I basically do a dry season the entire winter and another one early summer. During that ike I barely list or feed. I think it's probably better to feed on your same schedule, but with fewer flies each time.


----------



## bsr8129 (Sep 23, 2010)

Leucs are seaonal breaders, mine will stop breading during the winter months.


----------



## Tincman (Jan 18, 2013)

Sorry in advance if half of this information is redundant to you, but in an efforet to help I will throw some advice out there that has worked for me. My Patricia have breed pretty much All year consistently, maybe I can help... is your male calling? Has he called? have you had any eggs yet? Im basically trying to confirm how you know its a pair because that would be the first area to tweak. If you havent had any breeding yet I would try to create the Rainy season instead of simulating the climate not conducive to breeding.. I you have been misting heavy then Pretty much continue to keep the tank as Humid as possible & mist a little more frequently.
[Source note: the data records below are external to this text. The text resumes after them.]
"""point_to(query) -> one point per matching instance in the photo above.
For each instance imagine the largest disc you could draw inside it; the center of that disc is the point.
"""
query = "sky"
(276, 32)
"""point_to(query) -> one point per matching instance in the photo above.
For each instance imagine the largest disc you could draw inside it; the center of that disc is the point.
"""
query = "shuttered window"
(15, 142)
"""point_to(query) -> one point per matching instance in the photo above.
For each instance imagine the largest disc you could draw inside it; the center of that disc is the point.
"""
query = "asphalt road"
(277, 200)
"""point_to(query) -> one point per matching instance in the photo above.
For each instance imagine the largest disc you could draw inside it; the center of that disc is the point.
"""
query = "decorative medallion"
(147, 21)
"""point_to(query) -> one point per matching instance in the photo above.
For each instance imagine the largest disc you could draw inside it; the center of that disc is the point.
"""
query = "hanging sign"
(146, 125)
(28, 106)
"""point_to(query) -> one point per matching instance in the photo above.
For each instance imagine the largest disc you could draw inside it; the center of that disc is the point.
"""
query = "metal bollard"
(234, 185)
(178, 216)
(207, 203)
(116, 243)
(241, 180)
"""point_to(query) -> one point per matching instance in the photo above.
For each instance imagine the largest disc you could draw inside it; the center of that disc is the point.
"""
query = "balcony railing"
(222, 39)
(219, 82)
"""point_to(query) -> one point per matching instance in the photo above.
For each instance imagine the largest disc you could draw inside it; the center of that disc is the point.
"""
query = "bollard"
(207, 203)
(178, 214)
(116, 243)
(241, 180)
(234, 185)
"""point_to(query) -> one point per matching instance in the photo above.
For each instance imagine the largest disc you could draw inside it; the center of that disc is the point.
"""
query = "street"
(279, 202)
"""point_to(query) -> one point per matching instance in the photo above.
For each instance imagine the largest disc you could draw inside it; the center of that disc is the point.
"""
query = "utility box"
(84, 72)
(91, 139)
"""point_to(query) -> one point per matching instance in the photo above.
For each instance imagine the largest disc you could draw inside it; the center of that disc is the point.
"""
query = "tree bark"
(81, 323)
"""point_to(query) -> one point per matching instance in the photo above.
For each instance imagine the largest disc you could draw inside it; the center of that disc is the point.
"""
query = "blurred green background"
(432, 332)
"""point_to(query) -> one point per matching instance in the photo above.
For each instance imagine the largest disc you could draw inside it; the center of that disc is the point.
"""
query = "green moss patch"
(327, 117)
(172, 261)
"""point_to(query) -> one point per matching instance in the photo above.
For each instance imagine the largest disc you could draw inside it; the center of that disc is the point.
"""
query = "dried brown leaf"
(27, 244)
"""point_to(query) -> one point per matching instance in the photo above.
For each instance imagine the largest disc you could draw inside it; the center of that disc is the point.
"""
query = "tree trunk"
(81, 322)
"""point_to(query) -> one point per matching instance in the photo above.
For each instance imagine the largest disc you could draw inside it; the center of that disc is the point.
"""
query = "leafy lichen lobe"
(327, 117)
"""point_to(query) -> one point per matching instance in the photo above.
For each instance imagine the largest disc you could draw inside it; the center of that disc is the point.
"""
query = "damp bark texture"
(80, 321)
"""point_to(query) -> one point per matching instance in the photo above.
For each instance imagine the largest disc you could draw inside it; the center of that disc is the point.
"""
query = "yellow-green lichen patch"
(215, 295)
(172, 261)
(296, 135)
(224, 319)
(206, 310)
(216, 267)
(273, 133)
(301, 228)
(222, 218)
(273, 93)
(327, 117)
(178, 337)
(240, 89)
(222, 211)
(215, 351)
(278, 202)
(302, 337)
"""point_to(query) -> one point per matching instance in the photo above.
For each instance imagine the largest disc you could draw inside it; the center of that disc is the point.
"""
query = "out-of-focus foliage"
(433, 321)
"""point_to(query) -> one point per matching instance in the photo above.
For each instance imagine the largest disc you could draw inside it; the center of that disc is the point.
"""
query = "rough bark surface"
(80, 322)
I dont even mist so Often because I have the tank pretty much 95% sealed, I find the key is actaully th ehumidity more then the misting with most tincs. If you have have been feeding at least every other day , supplementing properly(Using a good Multi like HErptivite & A calcium with D3) ,Have the tank setup with a few huts over Lids or Petri Dishes & enough plants to make the frogs feel secure you should get breeding activivty fro sure if you have a pair. Also the temperature needs to be at normal room temps (not too hot, You want tincs like Pats around 68-70 at avg night lows & maybe 75-79 avg day highs during day typically, basically never much over 80 as you will find excess heat is something bad for all frogs.. Humidity levels need to be maintained high enough aslo & you are fine. You can inbox me if you like, Ive only been on DB since this year, but I have had frogs for over a decade now.. Id be happy to answer any questions if I can help. Also if you should you need a few Pats to guarantee yourself a pair let me know. Good luck,
Idris-


----------



## jharris08 (Dec 26, 2011)

Everything seems to be right as far as conditions...ive got sealed enclosure and I usually mist 2-3 times/ week and the humidity is high b/c the glass has condensation on it at all times....I have only seen my male call once or twice and that was about a month ago and the female had already went in to hide b/c it was like 15 mins before the lights went off...the toepads are different, I've never saw the other frog call, and it is much larger and has the pronounced back shape that it typical of female tincs.
my temps are almost always b/w 70-75 F and they are on a 12/12 hr photoperiod.
idk i feel like i must be doing something wrong, or my frogs just arent interested in eachother...or if for some chance I do have 2 males, its def. the largest male tinc I've ever seen lol.


----------



## Tincman (Jan 18, 2013)

jharris08 said:


> Everything seems to be right as far as conditions...ive got sealed enclosure and I usually mist 2-3 times/ week and the humidity is high b/c the glass has condensation on it at all times....I have only seen my male call once or twice and that was about a month ago and the female had already went in to hide b/c it was like 15 mins before the lights went off...the toepads are different, I've never saw the other frog call, and it is much larger and has the pronounced back shape that it typical of female tincs.
> my temps are almost always b/w 70-75 F and they are on a 12/12 hr photoperiod.
> idk i feel like i must be doing something wrong, or my frogs just arent interested in each other...or if for some chance I do have 2 males, its def. the largest male tinc I've ever seen lol.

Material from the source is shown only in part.